Battleborn umiera? Liczba aktywnych graczy drastycznie spada

Overwatch autorstwa Blizzarda wyraźnie przyjął się na rynku o wiele lepiej. Czy to oznacza początek końca gry Gearboksa?
Minęły zaledwie dwa miesiące od premiery Battleborn - najnowszej gry autorstwa twórców serii Borderlands. To naprawdę dobry tytuł, ale niestety znalazł się w cieniu konkurencyjnego Overwatch, które, z różnych powodów, o wiele bardziej przypadło do gustu graczom na całym świecie. Najwyraźniej ewolucja MOBY w kierunku pierwszoosobowej strzelaniny nie jest odpowiednim kierunkiem.
Świadczą o tym także liczby. Według Steam Charts, w ciągu tych dwóch miesięcy największa liczba grających jednocześnie osób wyniosła tylko nieco ponad 12 000 graczy. Aktualnie spada ona bardzo drastycznie.
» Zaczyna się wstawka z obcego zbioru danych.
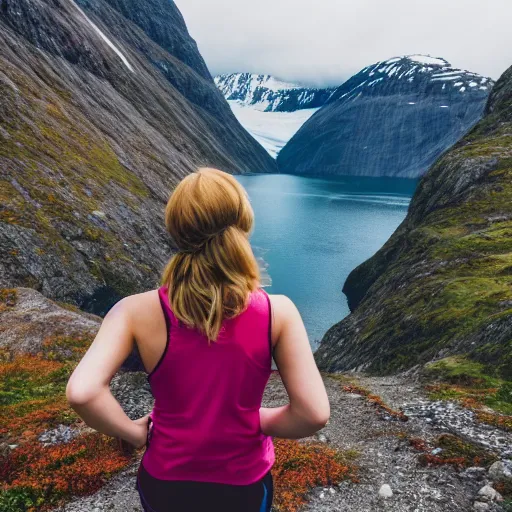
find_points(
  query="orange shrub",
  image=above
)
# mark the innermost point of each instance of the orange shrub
(301, 466)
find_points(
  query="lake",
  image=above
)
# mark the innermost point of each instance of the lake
(311, 232)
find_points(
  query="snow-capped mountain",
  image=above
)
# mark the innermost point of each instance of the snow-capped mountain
(269, 94)
(269, 109)
(393, 118)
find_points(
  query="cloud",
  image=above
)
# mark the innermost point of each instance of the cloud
(324, 42)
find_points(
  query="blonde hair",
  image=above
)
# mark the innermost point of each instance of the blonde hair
(209, 218)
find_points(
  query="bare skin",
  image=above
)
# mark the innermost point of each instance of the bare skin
(139, 319)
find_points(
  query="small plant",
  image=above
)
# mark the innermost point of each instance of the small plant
(300, 466)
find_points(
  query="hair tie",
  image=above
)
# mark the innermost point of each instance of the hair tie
(202, 245)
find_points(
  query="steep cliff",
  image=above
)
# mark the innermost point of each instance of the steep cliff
(442, 283)
(104, 106)
(393, 118)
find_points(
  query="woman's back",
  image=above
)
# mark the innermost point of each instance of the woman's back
(206, 337)
(206, 424)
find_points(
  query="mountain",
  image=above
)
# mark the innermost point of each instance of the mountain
(269, 109)
(393, 118)
(105, 105)
(270, 94)
(441, 285)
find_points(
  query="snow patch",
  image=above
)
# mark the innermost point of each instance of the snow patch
(427, 59)
(271, 129)
(445, 78)
(106, 39)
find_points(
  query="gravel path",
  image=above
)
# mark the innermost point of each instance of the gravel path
(385, 457)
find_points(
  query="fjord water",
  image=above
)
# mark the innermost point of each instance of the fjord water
(311, 232)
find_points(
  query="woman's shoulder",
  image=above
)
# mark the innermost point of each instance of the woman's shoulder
(139, 303)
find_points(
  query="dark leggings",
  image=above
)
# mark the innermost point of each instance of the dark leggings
(185, 496)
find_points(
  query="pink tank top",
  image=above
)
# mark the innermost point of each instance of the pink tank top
(206, 425)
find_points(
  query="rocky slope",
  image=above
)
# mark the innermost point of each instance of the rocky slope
(104, 105)
(270, 110)
(269, 94)
(393, 118)
(442, 283)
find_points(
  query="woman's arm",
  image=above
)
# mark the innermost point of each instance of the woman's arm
(308, 410)
(88, 390)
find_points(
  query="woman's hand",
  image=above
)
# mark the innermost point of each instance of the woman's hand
(140, 432)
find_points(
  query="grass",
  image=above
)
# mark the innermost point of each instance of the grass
(472, 385)
(35, 477)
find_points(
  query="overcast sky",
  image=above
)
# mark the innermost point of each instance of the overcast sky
(326, 41)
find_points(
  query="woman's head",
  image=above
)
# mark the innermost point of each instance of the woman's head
(209, 218)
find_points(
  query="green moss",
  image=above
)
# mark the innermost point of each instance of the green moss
(460, 370)
(454, 447)
(8, 298)
(470, 382)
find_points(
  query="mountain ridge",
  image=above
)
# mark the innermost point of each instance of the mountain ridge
(393, 118)
(90, 148)
(441, 284)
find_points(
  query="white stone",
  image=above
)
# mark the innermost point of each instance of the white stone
(385, 491)
(499, 471)
(488, 493)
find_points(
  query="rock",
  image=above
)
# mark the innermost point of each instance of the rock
(249, 89)
(59, 435)
(487, 493)
(322, 438)
(385, 491)
(32, 319)
(423, 255)
(86, 139)
(355, 132)
(501, 471)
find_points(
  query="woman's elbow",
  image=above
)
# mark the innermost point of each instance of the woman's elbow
(76, 395)
(321, 418)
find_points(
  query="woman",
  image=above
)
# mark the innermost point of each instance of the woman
(206, 338)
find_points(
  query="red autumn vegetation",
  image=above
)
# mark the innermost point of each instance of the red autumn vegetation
(301, 466)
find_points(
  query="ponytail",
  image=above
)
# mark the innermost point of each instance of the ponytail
(210, 218)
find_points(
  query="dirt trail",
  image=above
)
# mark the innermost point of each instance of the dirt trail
(385, 456)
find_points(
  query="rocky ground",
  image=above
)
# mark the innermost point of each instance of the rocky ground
(390, 476)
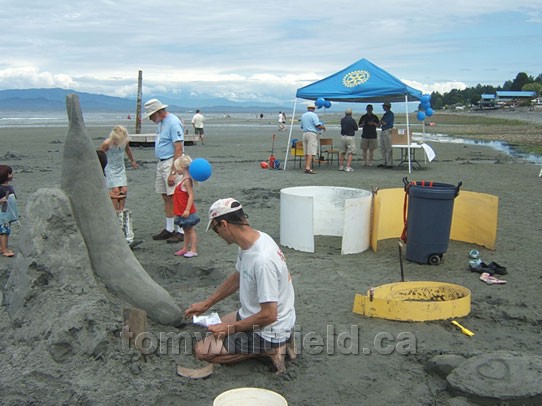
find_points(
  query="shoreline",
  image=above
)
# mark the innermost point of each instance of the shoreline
(504, 318)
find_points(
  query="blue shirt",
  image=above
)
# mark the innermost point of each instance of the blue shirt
(170, 130)
(388, 118)
(310, 122)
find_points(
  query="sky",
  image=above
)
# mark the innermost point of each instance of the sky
(262, 51)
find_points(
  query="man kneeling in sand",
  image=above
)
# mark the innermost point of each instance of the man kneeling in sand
(264, 323)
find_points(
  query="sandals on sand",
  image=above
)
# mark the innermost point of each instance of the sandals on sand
(498, 269)
(491, 280)
(491, 268)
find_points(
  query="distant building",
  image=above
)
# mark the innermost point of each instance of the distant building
(487, 101)
(511, 97)
(504, 98)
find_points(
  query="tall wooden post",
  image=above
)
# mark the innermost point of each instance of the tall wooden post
(139, 96)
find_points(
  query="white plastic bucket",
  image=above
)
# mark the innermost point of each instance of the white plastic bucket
(249, 397)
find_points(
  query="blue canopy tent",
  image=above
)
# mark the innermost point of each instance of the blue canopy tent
(362, 81)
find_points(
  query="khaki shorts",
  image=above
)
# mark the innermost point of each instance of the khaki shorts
(310, 143)
(369, 144)
(163, 169)
(348, 144)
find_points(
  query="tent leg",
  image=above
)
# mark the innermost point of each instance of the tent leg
(290, 135)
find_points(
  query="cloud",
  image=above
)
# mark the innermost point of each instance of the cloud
(265, 51)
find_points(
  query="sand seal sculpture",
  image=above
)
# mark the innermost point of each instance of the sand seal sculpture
(112, 260)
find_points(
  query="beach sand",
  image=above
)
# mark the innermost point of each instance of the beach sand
(505, 317)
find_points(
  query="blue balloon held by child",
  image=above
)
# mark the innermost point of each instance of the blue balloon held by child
(200, 169)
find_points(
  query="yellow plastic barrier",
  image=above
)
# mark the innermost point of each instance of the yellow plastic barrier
(414, 301)
(474, 218)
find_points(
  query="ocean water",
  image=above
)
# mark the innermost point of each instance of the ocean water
(107, 119)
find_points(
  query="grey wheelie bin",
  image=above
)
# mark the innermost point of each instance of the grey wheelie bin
(429, 220)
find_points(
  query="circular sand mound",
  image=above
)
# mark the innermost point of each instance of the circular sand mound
(499, 376)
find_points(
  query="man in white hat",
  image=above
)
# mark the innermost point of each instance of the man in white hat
(310, 124)
(168, 146)
(263, 325)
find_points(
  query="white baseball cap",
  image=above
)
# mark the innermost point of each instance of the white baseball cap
(222, 207)
(152, 106)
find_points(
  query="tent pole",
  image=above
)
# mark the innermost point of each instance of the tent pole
(290, 135)
(408, 136)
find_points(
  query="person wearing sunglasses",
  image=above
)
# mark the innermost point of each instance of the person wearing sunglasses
(263, 324)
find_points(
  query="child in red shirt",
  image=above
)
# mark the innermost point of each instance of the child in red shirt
(184, 208)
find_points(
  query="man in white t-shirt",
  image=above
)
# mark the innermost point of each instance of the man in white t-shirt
(197, 123)
(263, 324)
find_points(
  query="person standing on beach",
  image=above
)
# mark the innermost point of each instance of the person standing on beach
(282, 121)
(368, 122)
(168, 146)
(348, 142)
(310, 124)
(197, 122)
(115, 146)
(263, 325)
(185, 209)
(385, 136)
(8, 209)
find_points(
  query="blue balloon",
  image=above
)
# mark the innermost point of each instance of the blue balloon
(200, 169)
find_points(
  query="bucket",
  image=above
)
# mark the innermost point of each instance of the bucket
(249, 397)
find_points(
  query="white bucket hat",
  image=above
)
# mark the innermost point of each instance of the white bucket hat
(152, 106)
(221, 207)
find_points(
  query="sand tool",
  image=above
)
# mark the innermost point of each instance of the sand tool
(271, 161)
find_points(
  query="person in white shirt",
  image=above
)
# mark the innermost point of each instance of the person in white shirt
(197, 123)
(264, 323)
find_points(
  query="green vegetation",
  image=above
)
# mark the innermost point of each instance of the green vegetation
(471, 95)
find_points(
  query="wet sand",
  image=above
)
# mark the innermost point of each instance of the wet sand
(503, 317)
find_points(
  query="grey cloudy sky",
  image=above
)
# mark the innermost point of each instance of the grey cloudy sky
(250, 50)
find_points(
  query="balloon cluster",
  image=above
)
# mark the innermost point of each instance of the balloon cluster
(424, 109)
(321, 102)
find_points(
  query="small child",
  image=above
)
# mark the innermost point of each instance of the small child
(184, 208)
(8, 209)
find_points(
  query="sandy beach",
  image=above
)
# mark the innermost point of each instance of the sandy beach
(504, 317)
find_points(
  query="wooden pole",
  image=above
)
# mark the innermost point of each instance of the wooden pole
(138, 107)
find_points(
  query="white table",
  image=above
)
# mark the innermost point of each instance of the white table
(403, 149)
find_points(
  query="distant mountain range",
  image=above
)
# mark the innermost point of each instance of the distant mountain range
(55, 100)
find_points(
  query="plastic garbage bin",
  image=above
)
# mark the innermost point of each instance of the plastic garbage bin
(429, 219)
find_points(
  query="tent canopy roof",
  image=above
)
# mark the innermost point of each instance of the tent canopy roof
(360, 82)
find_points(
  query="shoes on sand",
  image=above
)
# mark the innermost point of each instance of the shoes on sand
(491, 280)
(175, 238)
(498, 269)
(181, 252)
(477, 265)
(163, 235)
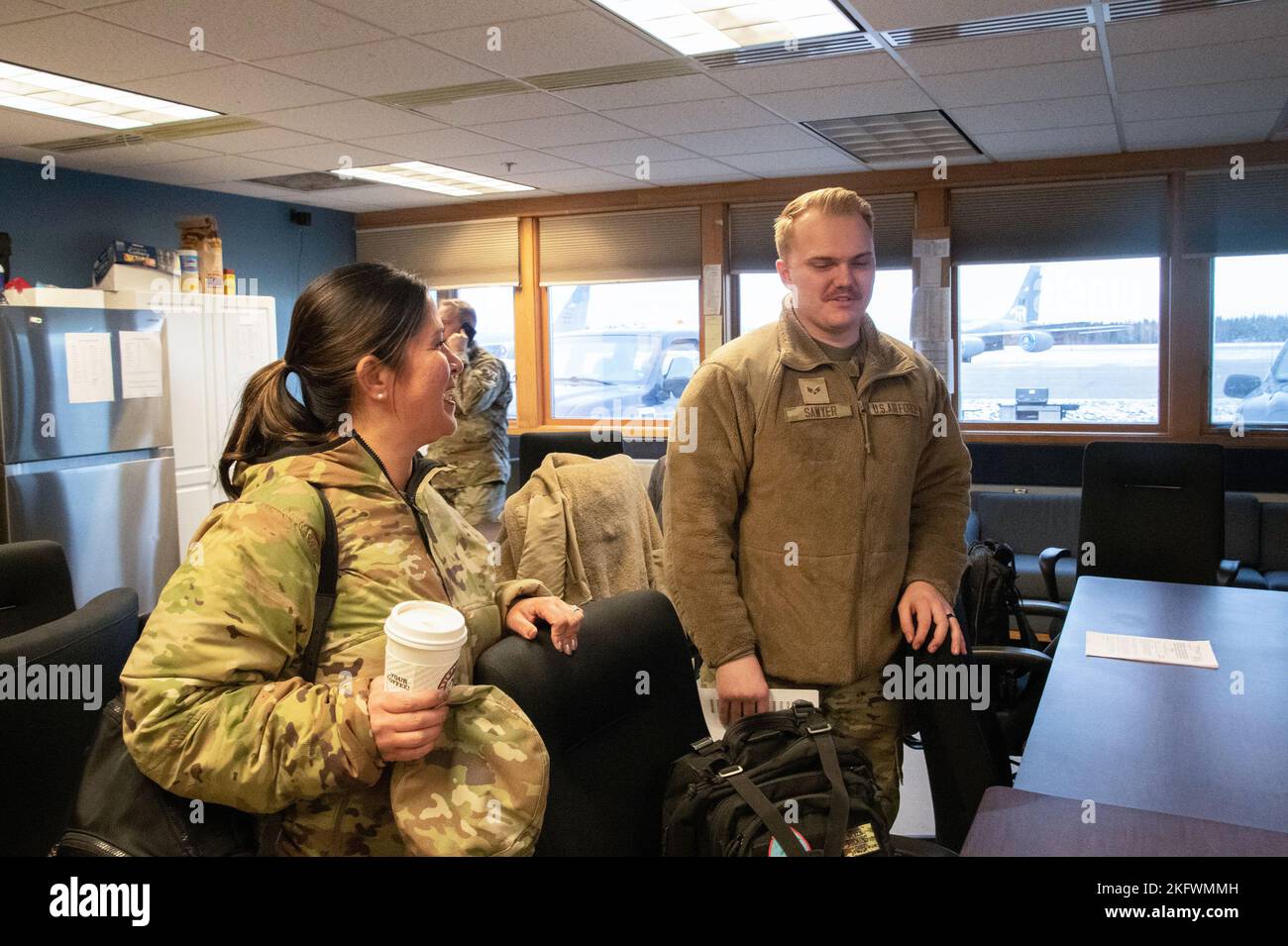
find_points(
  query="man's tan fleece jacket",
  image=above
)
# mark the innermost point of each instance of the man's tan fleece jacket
(805, 494)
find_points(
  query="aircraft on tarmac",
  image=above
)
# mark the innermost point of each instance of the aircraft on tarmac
(1020, 325)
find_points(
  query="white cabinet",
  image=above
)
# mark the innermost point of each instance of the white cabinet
(214, 344)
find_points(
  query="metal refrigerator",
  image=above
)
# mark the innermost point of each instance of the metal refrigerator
(85, 444)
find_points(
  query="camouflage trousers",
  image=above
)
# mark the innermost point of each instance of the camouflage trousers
(861, 712)
(478, 503)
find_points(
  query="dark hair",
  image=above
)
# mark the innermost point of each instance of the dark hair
(361, 309)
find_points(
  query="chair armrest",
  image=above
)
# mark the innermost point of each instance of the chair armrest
(1046, 563)
(1228, 571)
(1044, 609)
(1005, 656)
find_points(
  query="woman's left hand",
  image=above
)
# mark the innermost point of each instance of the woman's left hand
(565, 620)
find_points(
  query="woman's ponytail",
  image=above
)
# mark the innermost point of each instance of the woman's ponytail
(268, 420)
(361, 309)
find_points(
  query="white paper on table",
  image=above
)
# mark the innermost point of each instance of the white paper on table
(778, 699)
(141, 365)
(89, 367)
(1155, 650)
(928, 274)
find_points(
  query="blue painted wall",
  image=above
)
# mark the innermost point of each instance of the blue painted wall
(59, 227)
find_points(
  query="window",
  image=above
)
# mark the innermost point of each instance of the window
(760, 297)
(1072, 343)
(494, 309)
(1249, 340)
(621, 351)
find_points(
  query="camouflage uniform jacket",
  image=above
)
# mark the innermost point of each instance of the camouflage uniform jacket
(211, 706)
(480, 450)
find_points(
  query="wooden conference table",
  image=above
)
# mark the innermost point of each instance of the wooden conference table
(1180, 740)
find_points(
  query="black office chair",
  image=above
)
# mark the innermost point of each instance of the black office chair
(966, 748)
(35, 585)
(535, 447)
(1149, 511)
(43, 742)
(614, 717)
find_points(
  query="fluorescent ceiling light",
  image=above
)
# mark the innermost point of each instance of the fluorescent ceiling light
(694, 27)
(436, 177)
(59, 97)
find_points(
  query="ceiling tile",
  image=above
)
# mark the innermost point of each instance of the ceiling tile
(655, 91)
(410, 17)
(1199, 64)
(1203, 99)
(1026, 116)
(390, 196)
(782, 163)
(16, 11)
(709, 115)
(84, 48)
(378, 68)
(581, 180)
(326, 156)
(26, 128)
(893, 14)
(209, 170)
(532, 104)
(747, 141)
(1022, 84)
(837, 69)
(349, 120)
(565, 129)
(436, 146)
(621, 152)
(245, 29)
(236, 90)
(846, 100)
(523, 161)
(1198, 27)
(1194, 132)
(580, 40)
(246, 188)
(999, 52)
(256, 139)
(1090, 139)
(666, 172)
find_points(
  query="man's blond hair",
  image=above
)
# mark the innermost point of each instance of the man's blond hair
(462, 308)
(831, 200)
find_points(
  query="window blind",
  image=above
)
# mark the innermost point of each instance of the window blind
(449, 257)
(1060, 222)
(751, 233)
(1236, 216)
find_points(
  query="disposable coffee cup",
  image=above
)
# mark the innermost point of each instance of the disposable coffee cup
(423, 646)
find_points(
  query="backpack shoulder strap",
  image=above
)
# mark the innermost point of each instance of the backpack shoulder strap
(323, 600)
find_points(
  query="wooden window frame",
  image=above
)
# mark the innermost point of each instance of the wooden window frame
(1185, 297)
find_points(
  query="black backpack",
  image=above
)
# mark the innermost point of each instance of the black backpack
(990, 598)
(774, 782)
(121, 812)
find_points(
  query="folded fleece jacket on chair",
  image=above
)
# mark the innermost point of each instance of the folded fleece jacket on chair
(584, 528)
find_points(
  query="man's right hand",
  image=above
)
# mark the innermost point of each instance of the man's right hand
(742, 688)
(404, 725)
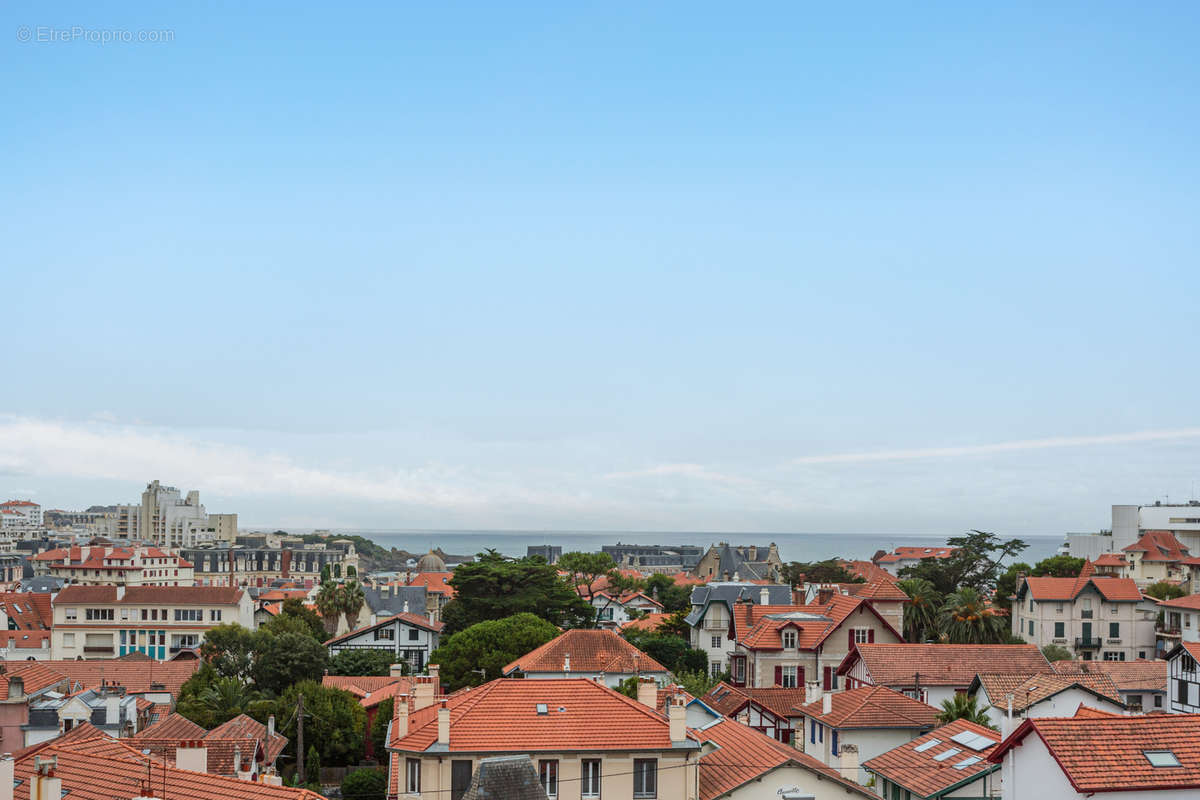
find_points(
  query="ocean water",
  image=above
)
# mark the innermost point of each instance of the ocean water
(792, 547)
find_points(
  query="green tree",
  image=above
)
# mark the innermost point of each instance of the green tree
(585, 571)
(496, 587)
(975, 563)
(922, 609)
(364, 662)
(1164, 590)
(229, 648)
(366, 785)
(967, 618)
(334, 722)
(1056, 653)
(286, 659)
(489, 647)
(960, 707)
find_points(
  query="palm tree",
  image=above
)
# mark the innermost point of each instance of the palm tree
(960, 707)
(967, 618)
(921, 611)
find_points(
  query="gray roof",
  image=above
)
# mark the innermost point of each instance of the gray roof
(507, 777)
(778, 594)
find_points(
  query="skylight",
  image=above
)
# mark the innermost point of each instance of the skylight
(1161, 758)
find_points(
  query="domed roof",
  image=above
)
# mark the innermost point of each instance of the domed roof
(431, 563)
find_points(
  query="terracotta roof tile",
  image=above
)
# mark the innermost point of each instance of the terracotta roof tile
(871, 707)
(744, 755)
(592, 651)
(915, 767)
(1109, 753)
(943, 665)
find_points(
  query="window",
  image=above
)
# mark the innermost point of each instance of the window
(413, 774)
(646, 777)
(589, 779)
(547, 775)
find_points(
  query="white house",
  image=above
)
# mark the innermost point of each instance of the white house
(1149, 757)
(411, 637)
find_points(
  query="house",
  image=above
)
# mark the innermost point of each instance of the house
(1119, 757)
(109, 621)
(864, 722)
(738, 563)
(1006, 696)
(580, 733)
(588, 653)
(712, 615)
(905, 557)
(947, 762)
(769, 710)
(139, 565)
(798, 645)
(1183, 678)
(1141, 683)
(411, 637)
(613, 608)
(743, 764)
(87, 764)
(1157, 555)
(1098, 618)
(933, 673)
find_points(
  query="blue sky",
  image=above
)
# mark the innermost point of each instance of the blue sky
(691, 266)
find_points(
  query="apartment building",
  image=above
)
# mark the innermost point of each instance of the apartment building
(1096, 617)
(109, 621)
(585, 739)
(137, 565)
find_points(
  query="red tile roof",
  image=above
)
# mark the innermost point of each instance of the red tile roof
(415, 620)
(919, 773)
(744, 755)
(1158, 546)
(592, 651)
(871, 707)
(942, 665)
(502, 716)
(1108, 753)
(730, 699)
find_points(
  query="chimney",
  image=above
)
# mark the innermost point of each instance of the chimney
(400, 716)
(423, 693)
(444, 725)
(6, 777)
(677, 717)
(192, 755)
(850, 762)
(647, 692)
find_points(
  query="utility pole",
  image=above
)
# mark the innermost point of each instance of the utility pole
(300, 739)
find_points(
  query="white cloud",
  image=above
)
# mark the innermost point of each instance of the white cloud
(1000, 447)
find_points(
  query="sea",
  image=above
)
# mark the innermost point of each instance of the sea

Aż trudno uwierzyć, że na całym świecie w pecetową wersję Battleborn gra w tym samym momencie zaledwie około 700 osób.




W ciągu ostatnich 30 dni liczba aktywnych użytkowników zmalała aż o 25%. Miesiąc wcześniej spadła o 76%.
A czy ktoś z was jeszcze bawi się w Battleborn, czy wy także postawiliście już na grze kreskę?